Dominance of Roadways Segment in the Logistics Market
Among the four primary modes of transport — railways, airways, roadways, and waterways — roadways unambiguously dominate the global Logistics Market by revenue share. Road freight accounts for more than 40% of total logistics revenue globally, and this dominance is rooted in a combination of geographic flexibility, infrastructure ubiquity, last-mile connectivity, and cost competitiveness for short-to-medium haul distances.
Road logistics is the only transport mode capable of door-to-door delivery without requiring transshipment, making it indispensable for retail, manufacturing, perishable goods, and construction material supply chains. In markets such as the United States, Germany, India, and Brazil, road freight networks form the connective tissue linking ports, distribution centers, manufacturing facilities, and end consumers. The density of paved road networks in North America and Europe means that shippers can achieve next-day and same-day delivery commitments that rail or waterway alternatives cannot match on equivalent routes.
The segment is also experiencing a technology-driven renaissance. Telematics platforms, electronic logging devices (ELDs), dynamic load matching algorithms, and AI-powered dispatch systems are enabling fleet operators to reduce empty miles, a metric that historically represented 25–35% of total truck movements. Leading logistics technology firms and traditional carriers alike have invested heavily in digital freight marketplaces that aggregate shipper demand and carrier capacity in real time, compressing spot rate volatility and improving asset utilization.
Key players maintaining leadership positions in road freight include Deutsche Post AG, which operates an extensive European road network through its DHL division; United Parcel Service of America, Inc., whose ground parcel infrastructure in North America is among the most dense in the world; FedEx, which has invested significantly in ground network expansion to compete with UPS in the parcel segment; and DSV, which following its acquisition of Panalpina and Agility's Global Integrated Logistics business has assembled one of the world's largest road freight footprints across Europe, the Middle East, and Africa.
C.H. Robinson Worldwide Inc. represents a distinct model — a non-asset-based freight broker that orchestrates road freight capacity across a network of over 85,000 contracted carriers in North America and Europe.
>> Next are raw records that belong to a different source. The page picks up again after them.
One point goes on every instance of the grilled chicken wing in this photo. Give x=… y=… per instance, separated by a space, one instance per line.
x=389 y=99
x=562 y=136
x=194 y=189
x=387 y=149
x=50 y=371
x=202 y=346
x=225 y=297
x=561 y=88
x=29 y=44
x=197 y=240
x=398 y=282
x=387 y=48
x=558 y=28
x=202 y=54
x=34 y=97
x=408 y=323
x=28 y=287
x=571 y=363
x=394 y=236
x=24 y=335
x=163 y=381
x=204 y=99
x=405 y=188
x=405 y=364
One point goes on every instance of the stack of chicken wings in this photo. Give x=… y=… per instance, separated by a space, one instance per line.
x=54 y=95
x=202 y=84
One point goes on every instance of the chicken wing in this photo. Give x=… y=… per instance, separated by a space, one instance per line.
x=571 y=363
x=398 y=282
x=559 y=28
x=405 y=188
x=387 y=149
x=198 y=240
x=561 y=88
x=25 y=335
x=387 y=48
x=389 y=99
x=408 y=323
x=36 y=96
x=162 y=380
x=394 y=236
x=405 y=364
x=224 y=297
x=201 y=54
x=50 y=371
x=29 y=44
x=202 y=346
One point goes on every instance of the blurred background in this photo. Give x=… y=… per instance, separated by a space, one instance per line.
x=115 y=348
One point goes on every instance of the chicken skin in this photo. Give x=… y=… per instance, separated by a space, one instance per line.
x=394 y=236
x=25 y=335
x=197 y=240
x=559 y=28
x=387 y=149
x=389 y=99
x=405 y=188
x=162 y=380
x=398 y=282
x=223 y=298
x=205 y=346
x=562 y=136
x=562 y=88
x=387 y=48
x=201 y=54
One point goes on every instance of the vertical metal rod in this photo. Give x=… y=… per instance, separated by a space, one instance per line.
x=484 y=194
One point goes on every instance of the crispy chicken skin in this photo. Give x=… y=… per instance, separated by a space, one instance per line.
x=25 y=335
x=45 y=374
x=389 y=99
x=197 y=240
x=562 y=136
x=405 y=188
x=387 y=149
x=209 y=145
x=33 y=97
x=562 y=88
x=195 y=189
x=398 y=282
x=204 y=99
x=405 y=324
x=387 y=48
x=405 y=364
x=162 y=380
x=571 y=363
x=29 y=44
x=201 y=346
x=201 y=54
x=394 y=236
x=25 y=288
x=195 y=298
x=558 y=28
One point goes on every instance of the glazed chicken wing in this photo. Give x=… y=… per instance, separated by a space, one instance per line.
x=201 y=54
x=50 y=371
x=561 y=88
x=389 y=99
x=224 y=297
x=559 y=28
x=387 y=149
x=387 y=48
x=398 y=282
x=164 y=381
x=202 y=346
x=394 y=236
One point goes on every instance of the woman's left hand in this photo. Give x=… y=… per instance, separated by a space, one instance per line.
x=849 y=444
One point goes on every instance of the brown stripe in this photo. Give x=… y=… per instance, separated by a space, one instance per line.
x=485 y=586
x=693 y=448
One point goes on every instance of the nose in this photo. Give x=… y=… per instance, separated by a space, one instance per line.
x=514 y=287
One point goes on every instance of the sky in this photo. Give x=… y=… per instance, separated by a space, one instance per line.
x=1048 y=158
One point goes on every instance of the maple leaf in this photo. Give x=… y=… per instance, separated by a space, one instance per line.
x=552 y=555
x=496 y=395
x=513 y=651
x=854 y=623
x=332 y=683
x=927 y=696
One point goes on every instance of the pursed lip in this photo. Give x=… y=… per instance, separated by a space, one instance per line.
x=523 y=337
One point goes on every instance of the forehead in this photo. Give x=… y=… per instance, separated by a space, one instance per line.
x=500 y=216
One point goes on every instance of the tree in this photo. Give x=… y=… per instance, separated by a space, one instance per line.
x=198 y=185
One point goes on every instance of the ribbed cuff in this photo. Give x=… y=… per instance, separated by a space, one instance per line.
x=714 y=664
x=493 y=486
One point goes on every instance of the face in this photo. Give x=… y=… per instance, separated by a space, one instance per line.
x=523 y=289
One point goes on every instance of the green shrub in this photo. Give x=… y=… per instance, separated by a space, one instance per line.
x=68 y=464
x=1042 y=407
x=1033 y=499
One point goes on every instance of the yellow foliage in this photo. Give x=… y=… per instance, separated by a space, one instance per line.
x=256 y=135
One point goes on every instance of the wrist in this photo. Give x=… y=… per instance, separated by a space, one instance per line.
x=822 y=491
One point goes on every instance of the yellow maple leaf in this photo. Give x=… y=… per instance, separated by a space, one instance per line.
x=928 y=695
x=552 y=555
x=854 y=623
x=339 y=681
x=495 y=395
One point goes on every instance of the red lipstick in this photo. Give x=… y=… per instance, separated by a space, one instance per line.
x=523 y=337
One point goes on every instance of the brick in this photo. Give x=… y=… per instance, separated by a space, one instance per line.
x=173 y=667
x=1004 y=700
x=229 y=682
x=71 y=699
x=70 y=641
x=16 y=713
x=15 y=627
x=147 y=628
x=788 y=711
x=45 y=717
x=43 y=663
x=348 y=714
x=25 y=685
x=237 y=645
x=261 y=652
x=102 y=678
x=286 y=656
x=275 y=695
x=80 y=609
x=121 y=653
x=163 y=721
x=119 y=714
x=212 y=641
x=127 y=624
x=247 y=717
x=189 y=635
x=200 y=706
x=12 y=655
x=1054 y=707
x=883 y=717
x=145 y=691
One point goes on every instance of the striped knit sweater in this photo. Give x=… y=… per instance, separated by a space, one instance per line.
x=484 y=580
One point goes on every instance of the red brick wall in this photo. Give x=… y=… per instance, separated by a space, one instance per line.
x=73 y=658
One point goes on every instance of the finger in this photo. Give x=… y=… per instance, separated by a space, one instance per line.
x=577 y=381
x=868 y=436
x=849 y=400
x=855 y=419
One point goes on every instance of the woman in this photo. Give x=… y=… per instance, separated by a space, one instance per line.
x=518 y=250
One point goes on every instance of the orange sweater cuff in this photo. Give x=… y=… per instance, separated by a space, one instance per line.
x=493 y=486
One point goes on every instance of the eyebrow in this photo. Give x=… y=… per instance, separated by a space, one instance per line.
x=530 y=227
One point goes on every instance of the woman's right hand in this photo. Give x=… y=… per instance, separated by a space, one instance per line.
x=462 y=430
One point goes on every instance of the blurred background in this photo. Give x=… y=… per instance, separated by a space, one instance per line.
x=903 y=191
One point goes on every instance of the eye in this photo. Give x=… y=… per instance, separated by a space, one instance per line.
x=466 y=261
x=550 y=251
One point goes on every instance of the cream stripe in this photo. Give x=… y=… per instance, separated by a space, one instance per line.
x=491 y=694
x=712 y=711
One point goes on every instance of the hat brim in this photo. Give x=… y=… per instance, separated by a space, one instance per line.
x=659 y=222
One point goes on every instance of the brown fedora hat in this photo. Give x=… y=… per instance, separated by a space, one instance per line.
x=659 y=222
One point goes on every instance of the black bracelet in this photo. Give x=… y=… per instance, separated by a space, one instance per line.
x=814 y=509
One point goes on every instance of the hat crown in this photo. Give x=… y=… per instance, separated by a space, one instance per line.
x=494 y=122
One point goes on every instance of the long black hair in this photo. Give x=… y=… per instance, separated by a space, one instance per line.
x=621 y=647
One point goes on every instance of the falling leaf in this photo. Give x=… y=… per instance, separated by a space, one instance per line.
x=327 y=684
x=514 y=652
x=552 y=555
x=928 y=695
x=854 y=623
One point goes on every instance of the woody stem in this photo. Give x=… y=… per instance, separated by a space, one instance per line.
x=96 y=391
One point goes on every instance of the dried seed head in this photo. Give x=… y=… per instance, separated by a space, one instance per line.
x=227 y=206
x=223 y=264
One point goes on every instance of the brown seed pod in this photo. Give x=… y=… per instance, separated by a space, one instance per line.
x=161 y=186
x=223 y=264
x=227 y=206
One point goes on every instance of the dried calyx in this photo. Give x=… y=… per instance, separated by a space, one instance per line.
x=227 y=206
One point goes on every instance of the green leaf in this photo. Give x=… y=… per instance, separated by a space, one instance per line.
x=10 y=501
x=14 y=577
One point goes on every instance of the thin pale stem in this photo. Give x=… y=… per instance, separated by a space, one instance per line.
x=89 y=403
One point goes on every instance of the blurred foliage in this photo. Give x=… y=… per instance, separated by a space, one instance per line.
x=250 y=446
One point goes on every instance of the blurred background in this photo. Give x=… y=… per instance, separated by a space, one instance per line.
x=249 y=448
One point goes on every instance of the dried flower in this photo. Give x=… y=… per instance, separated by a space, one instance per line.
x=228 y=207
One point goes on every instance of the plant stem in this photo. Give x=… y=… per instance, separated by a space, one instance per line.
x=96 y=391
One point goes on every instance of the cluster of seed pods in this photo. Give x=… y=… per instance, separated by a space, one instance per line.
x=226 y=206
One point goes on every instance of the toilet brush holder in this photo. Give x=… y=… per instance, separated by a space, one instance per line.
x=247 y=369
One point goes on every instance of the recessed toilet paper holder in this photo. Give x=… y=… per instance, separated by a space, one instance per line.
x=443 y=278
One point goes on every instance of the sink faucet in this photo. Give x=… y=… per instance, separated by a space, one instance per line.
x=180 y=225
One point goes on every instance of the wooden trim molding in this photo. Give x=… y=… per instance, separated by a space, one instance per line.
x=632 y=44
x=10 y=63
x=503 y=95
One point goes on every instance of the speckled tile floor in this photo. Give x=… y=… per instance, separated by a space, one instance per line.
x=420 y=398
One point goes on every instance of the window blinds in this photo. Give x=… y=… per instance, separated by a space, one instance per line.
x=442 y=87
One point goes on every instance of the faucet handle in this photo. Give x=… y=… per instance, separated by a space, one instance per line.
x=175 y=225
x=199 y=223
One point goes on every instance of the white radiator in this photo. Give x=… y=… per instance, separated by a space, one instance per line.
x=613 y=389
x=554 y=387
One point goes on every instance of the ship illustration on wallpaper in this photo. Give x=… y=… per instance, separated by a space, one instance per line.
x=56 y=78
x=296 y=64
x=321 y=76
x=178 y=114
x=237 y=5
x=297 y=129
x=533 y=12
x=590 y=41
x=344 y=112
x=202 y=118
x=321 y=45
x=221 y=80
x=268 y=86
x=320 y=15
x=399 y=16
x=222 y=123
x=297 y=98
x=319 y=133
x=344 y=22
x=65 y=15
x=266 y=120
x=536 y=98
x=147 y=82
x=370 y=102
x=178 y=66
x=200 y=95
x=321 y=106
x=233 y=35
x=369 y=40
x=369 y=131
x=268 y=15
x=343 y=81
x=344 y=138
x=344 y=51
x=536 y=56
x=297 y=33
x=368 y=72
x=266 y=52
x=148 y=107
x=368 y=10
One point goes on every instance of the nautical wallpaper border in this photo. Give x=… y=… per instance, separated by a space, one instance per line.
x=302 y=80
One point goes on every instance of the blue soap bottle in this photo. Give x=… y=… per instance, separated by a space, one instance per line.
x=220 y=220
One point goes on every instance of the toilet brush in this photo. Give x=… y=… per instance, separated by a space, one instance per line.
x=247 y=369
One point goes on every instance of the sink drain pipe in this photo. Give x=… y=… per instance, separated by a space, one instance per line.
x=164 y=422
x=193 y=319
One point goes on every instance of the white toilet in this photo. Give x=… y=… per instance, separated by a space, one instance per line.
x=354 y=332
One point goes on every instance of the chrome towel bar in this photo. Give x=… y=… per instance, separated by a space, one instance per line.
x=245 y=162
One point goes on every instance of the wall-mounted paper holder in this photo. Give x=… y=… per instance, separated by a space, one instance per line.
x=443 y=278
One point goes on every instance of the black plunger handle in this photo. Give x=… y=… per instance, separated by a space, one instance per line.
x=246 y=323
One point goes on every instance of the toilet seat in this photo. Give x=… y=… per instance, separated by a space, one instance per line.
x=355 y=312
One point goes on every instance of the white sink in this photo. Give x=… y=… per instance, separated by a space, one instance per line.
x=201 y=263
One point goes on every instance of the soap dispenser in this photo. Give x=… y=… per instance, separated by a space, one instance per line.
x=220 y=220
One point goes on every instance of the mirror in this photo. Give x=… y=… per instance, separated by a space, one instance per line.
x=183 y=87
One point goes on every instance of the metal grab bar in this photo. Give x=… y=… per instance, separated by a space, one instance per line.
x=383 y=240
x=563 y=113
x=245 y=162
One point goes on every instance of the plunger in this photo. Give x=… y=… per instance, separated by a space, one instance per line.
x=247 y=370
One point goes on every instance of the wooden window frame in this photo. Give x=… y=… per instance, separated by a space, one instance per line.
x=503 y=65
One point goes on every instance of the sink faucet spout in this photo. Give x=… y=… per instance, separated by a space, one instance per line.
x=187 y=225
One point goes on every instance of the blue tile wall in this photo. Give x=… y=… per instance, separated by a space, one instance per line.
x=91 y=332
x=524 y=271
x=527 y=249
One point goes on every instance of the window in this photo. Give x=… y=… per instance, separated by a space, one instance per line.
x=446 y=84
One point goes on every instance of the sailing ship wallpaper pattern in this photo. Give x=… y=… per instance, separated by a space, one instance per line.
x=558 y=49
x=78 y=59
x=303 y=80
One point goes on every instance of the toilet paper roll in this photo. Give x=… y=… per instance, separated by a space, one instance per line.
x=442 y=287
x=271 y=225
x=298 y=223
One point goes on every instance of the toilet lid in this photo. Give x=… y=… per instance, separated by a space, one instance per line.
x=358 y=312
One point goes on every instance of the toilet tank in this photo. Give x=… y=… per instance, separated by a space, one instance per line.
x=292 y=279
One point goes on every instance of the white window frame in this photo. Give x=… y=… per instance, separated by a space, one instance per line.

Its technology-first approach positions it as a platform competitor to traditional asset-heavy carriers, and it has consistently gained share in a fragmented market where efficiency and visibility are primary purchase criteria.
The share of roadways within the broader Logistics Market is consolidating rather than growing, as intermodal solutions — combining rail and road — gain traction for medium-distance hauls where the carbon efficiency of rail offers regulatory and cost advantages. However, the absolute revenue contribution of road freight continues to expand as overall logistics volumes increase. The emergence of electric trucks, particularly from manufacturers such as Daimler Truck, Volvo, and Nikola, is anticipated to reduce per-kilometer operating costs for fleet operators over the 2026–2030 period, reinforcing road freight's competitive position against alternative modes for distances under 500 kilometers.
Furthermore, the growth of the E-Commerce Logistics Market is a structural tailwind for road freight specifically, as parcel delivery by definition terminates with a road segment. The proliferation of fulfillment centers positioned within 30 miles of major population centers is shortening average delivery distances and increasing the frequency of dispatch cycles, both of which favor road over rail or air for the majority of consumer goods shipments.